En los últimos años, los héroes no llevan arcabuces, ni cascos, ni medallas, ni banderas cruzadas sobre el pecho. Los nuevos mártires son los trabajadores de salud que, en silencio, de día o de noche, con frío y sin luz, aceptaron cumplir su juramento intangible y decidieron salvar millones de vidas.
Aunque la vorágine de este ciclo nos
lleve al olvido y a no poder contar los meses sin cuenta de la cuarentena
mundial, debemos recordar y rendir homenaje a los mandiles blancos. Esas
túnicas de tela dura que revoloteaban entre camas, camillas, a veces en las
aceras o atrapadas en una ambulancia que repetía una sirena triste. No
importaba su edad, su sexo, su condición civil, fueron cientos los que dejaron
para algún momento en el futuro la posibilidad de estar en casa, de planificar
un festejo, de salir de viaje.
En muchas ciudades, los vecinos
salían a las ventanas, a los balcones o a los patios, a una hora convenida para
aplaudirles y que el eco de la noche les llegue como un abrazo de
agradecimiento. También les cantaban, alguna vez una ópera, otras una canción
infantil, un Mambrú español, una tarantela italiana.
En Bolivia, no hubo gestos
colectivos. Fueron acciones individuales de llevar un refrigerio a quienes
habían pasado 24 horas o más en el turno. Un regalo de recuerdo por el familiar
salvado. Lastimosamente, hubo también desprecio, miedo absurdo de sacar a una
enfermera de un edificio por temor a un contagio o rumores similares.

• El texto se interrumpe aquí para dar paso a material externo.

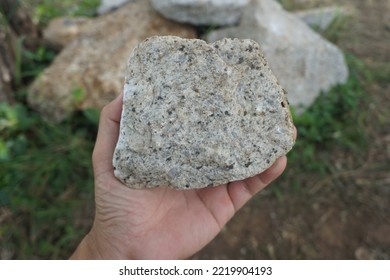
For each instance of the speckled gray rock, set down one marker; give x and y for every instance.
(197, 114)
(201, 12)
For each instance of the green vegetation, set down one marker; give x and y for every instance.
(45, 10)
(46, 182)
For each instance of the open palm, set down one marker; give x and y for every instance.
(158, 223)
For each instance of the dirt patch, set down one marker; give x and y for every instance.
(343, 215)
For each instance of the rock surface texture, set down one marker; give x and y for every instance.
(94, 62)
(321, 18)
(197, 114)
(304, 63)
(201, 12)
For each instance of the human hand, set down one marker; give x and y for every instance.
(158, 223)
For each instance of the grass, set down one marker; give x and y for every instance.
(46, 183)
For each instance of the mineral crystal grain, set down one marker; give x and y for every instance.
(197, 114)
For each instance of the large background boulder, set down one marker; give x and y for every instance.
(89, 72)
(302, 60)
(201, 12)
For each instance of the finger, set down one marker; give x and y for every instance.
(295, 133)
(107, 136)
(240, 192)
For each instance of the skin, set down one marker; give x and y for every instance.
(158, 223)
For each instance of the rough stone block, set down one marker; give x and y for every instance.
(197, 114)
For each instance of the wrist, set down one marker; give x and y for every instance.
(87, 249)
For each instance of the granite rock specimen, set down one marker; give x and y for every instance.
(197, 114)
(201, 12)
(304, 62)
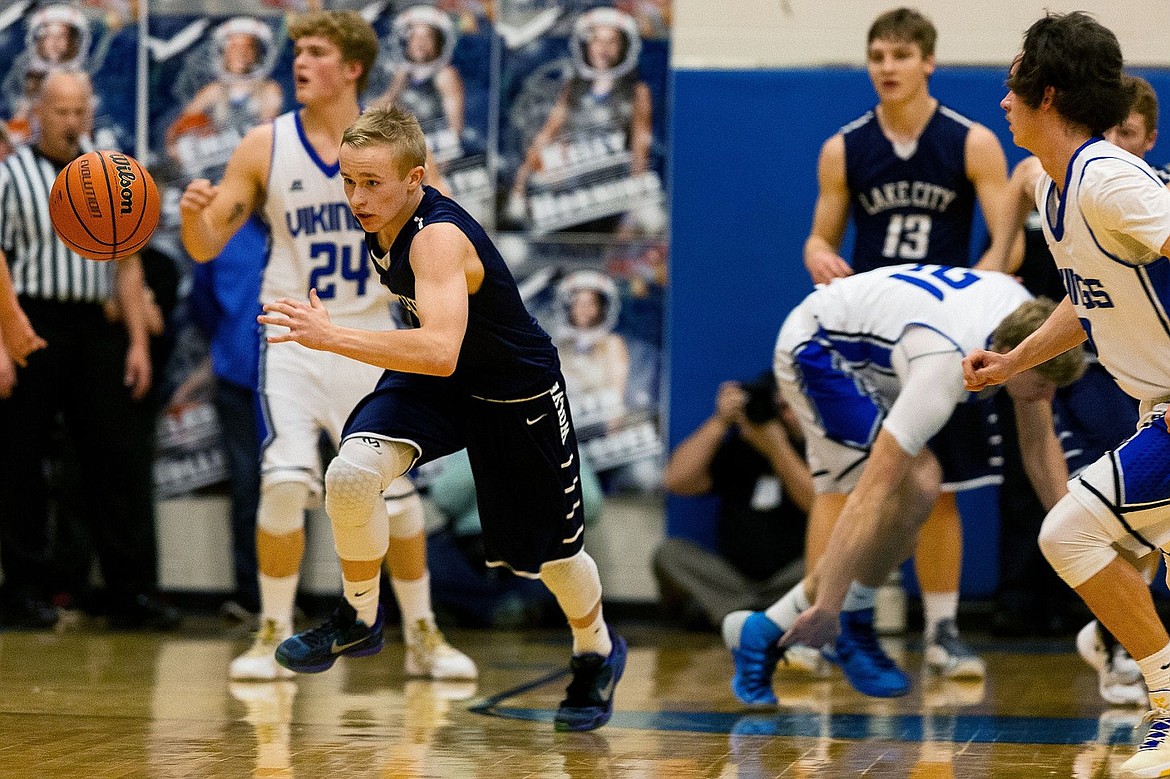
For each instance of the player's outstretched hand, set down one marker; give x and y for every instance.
(825, 267)
(814, 627)
(983, 369)
(20, 339)
(198, 194)
(308, 322)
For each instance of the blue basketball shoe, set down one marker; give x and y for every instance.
(862, 660)
(318, 648)
(589, 697)
(751, 638)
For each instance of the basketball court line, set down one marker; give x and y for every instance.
(965, 729)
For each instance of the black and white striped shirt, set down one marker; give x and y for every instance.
(40, 264)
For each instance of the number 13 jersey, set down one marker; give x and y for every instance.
(316, 243)
(913, 202)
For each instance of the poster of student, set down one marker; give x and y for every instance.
(582, 121)
(36, 38)
(435, 61)
(603, 303)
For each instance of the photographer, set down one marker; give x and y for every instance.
(749, 455)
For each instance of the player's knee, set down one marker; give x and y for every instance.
(351, 493)
(1074, 543)
(576, 584)
(404, 509)
(356, 477)
(282, 505)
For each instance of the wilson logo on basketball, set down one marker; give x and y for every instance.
(87, 186)
(125, 179)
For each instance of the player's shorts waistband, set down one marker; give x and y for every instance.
(555, 387)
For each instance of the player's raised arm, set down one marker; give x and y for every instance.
(1060, 332)
(1006, 250)
(830, 215)
(446, 269)
(986, 167)
(211, 214)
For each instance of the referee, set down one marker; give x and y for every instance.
(93, 374)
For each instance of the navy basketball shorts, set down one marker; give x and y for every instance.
(523, 455)
(969, 447)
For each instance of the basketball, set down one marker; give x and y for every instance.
(104, 205)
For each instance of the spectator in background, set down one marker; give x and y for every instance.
(226, 302)
(462, 584)
(749, 454)
(73, 540)
(93, 372)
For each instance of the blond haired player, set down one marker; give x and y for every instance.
(288, 172)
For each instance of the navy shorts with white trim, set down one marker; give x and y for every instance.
(523, 456)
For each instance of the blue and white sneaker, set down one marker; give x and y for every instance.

Además, en el país se daba un
fenómeno adicional. Desde 2016, por diferentes razones, los médicos agrupados
en su colegio gremial se convirtieron en los portaestandartes de las protestas
sociales.
¿Cómo recordará la historia esas
mareas humanas interminables, de cofias blancas y de guardapolvos abiertos
enfrentando a la represión del Movimiento al Socialismo? Golpes en la cabeza,
gases lacrimógenos, pateaduras, detenciones no consiguieron acobardar a los
galenos nacionales. Al contrario, la población salió en su defensa y la
consigna “Yo apoyo a mi médico (boliviano)” se colaba en coches, fachadas,
oficinas, baños públicos.
El (No) Estado Plurinacional hizo y
todavía hace todo lo posible por hundir al movimiento de los médicos. Quieren
reemplazarlos con técnicos cubanos. Intentan destruir uno de los últimos
colegios profesionales que resiste la arremetida.
Mientras en el otro frente, están
los asesinos, los que matan impunemente a nombre de una guerra, de una
historia, de un imperio medieval o de una leyenda. Vladimir Putin, el demente
que monta a caballo con su pecho desnudo, destruye cada día lo que los médicos
salvaron.
Desde hace seis meses ordena bombardear
a los hospitales para hundir a la niñez ucraniana. Jóvenes médicos y autoridades
de ese país habían levantado una red de centros de salud con esfuerzo y
planificación. Dos días de ataques rusos fueron suficientes para destruirla.
Cada día, a veces cada hora, cada minuto asesinan a una persona indefensa.
Putin no está solo. Igual que Adolfo
Hitler no estuvo solo. Tampoco Augusto Pinochet estuvo aislado. Hay fanáticos
que quieren imitarlo en diferentes escalas: en La Habana condenan a chicos de
13 años a largos años de cárcel por pedir pan; en Managua mandan turbas contra
ancianos sacerdotes; en Las Lomas amparan a los que pegan a mujeres periodistas;
en Caracas disparan contra el joven ladrón y abrazan al político corrupto; en
México asesinan reporteros.
En pocos meses la Humanidad parece
hundirse en un mar de incertidumbre y maldad. Todos los ingredientes para la
catástrofe están acumulados. Putin nos hundió.